Ingredients
Equipment
Method
Build the flag tray
- Use a large rectangular wooden board, sheet pan, or serving tray as your base for arranging the flag.
- In the upper left corner, fill a rectangle densely with fresh blueberries to form the canton (blue field), pressing them in so the area looks solid.
- Create the red stripes by arranging rows of halved strawberries and folded pepperoni slices across the length of the board so each row reads as a clear red band.
- Fill in the white stripes with rows of cubed white cheddar and crackers alternating between the red rows for distinct, even stripes.
- Use pretzel sticks to define the stripe borders if needed, aiming for straight lines and tight spacing so the stripes stay crisp.
Finish and serve
- Place a small bowl of cream cheese or ranch dip in one corner of the tray.
- Tuck rosemary sprigs at the edges for garnish and remove any loose crumbs so the board looks clean from overhead.

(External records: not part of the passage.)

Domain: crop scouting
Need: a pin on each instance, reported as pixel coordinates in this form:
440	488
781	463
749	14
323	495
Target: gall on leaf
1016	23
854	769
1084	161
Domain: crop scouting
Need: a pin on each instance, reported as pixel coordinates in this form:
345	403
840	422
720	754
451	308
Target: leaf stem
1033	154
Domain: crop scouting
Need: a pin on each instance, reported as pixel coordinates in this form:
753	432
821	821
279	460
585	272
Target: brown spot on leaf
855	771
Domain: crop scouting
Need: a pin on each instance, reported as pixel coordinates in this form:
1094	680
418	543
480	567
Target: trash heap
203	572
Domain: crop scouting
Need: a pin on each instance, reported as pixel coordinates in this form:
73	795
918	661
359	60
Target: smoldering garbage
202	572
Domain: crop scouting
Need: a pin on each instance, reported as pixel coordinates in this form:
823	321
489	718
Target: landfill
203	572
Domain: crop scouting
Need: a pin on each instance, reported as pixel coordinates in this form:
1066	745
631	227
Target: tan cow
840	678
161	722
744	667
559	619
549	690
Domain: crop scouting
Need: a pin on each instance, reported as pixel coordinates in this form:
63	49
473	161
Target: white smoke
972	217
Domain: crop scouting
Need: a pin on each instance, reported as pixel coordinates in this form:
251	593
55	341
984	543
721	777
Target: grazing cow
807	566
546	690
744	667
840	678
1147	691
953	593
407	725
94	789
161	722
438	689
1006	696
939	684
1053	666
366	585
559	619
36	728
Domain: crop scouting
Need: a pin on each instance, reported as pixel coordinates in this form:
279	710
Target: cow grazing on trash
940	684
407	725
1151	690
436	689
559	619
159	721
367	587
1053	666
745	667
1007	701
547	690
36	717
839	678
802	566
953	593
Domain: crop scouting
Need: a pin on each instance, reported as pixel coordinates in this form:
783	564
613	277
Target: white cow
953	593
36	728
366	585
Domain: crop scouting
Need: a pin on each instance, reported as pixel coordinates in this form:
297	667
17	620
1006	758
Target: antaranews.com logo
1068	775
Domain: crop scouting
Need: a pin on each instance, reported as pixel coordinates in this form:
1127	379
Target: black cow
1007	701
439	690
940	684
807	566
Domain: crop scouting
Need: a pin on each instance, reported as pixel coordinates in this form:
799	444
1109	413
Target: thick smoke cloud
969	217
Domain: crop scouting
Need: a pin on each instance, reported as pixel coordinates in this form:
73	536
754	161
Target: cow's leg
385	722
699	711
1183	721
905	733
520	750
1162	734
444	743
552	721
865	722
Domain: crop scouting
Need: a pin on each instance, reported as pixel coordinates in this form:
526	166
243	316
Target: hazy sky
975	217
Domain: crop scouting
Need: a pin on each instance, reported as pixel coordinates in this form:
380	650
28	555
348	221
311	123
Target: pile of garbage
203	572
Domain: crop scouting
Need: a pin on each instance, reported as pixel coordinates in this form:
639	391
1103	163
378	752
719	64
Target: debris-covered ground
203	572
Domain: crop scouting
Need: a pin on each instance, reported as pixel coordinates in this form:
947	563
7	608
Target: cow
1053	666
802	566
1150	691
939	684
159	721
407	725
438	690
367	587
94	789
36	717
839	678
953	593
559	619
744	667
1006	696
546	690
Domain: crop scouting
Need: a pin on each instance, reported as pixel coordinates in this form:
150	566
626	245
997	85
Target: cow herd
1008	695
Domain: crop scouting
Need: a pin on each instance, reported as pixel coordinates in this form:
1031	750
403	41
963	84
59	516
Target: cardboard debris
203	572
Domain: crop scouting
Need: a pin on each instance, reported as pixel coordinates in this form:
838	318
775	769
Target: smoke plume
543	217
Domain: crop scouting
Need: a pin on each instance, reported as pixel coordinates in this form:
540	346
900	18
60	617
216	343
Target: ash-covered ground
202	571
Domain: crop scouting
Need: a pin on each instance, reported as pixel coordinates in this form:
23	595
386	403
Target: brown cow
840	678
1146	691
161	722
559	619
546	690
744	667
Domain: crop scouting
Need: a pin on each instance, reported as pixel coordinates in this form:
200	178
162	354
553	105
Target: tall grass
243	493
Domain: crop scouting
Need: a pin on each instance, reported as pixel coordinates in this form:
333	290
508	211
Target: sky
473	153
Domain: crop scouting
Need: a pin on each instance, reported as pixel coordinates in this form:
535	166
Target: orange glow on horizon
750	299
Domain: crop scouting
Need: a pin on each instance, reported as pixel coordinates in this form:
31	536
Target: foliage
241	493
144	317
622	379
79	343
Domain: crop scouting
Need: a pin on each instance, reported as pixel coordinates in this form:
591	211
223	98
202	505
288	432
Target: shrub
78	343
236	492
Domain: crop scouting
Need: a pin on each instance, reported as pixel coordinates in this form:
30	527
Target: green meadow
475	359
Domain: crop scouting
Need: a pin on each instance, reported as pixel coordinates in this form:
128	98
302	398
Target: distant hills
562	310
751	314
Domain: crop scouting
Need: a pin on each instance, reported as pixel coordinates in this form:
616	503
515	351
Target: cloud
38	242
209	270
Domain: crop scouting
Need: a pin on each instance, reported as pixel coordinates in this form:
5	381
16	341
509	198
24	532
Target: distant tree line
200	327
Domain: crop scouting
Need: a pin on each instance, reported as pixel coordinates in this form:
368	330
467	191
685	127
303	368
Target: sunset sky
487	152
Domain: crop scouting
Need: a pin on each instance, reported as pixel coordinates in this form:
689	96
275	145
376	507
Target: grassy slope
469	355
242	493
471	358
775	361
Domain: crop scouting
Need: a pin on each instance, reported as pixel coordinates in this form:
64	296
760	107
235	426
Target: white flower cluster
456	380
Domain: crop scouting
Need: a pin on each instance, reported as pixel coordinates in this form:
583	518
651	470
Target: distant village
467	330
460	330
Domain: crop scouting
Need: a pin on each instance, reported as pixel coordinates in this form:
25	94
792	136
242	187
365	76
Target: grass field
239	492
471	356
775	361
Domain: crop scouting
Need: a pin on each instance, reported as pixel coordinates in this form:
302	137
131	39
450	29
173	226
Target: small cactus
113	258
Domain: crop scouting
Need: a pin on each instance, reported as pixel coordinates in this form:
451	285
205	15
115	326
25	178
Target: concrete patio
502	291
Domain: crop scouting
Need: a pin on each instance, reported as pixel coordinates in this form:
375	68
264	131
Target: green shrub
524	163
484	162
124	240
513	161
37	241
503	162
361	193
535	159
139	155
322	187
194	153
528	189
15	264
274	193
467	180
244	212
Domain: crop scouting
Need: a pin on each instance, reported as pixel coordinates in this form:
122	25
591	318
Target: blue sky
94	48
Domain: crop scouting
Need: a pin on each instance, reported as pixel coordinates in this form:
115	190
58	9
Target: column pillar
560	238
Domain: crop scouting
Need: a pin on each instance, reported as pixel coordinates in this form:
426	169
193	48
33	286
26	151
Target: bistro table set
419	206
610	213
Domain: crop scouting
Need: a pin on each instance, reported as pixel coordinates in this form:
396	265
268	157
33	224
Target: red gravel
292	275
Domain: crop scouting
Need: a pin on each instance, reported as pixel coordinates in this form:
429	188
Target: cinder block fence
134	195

- Serve immediately so the berries and strawberries stay fresh and the stripes look vivid.
Notes
Pro tip: Cube the cheese and keep strawberries halved and dry so the stripes hold their shape and don’t slide. Store covered in the refrigerator up to 2 days, but assemble as close to serving time as possible for best texture; freezing is not recommended. For a dietary swap, use dairy-free cheese and a dairy-free dip to keep the same red-white-blue layout without the cheddar or cream cheese.